Metadata-Version: 2.1
Name: pfdo
Version: 3.2.2
Summary: Base machinery for performing operations on pftrees
Home-page: https://github.com/FNNDSC/pfdo
Author: FNNDSC
Author-email: dev@babymri.org
License: MIT
Platform: UNKNOWN
License-File: LICENSE

pfdo
==================

.. image:: https://badge.fury.io/py/pfdo.svg
    :target: https://badge.fury.io/py/pfdo

.. image:: https://travis-ci.org/FNNDSC/pfdo.svg?branch=master
    :target: https://travis-ci.org/FNNDSC/pfdo

.. image:: https://img.shields.io/badge/python-3.5%2B-blue.svg
    :target: https://badge.fury.io/py/pfdo

.. contents:: Table of Contents


Quick Overview
--------------

-  ``pfdo`` demonstrates how to use ``pftree`` to transverse directory trees and execute a specific analysis at each directory level (that optionally contains files of interest).

Overview
--------

``pfdo`` is a reference / base class application that is typically used as a component for constructing more complex behavioured functions.
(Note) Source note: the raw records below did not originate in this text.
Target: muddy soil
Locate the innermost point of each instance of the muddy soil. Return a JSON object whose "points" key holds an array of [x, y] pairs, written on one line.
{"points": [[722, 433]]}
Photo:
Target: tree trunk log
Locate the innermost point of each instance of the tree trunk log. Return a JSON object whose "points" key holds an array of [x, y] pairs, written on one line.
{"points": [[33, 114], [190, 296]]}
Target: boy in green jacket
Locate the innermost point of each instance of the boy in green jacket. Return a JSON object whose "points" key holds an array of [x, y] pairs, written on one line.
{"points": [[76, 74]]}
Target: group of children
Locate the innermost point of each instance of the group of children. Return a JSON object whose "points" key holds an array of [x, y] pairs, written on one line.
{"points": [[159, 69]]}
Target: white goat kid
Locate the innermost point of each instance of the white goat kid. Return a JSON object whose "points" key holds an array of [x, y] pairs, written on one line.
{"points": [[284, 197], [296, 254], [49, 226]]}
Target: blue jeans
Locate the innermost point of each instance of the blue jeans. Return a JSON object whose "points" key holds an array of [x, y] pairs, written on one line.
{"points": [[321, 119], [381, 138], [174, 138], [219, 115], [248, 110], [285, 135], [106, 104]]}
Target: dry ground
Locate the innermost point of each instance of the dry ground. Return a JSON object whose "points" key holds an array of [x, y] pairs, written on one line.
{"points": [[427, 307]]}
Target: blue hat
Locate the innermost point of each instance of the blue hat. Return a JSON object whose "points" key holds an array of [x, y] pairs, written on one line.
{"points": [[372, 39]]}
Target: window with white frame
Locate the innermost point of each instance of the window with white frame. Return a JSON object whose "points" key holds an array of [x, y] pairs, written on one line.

The application leverages the ``pfree`` callback coding contract to target a specific directory with specific files in an arbitrary file tree.

For example, imagine a nested tree of JPG image files and imagine some application that processes JPGs (rotates, increases size, etc). Using a suitably sub-classed ``pfdo`` (for example pfdo_imgconvert), a developer is able to apply some necessary processing to the files of interest irrespective of where in some input tree structure the files exist.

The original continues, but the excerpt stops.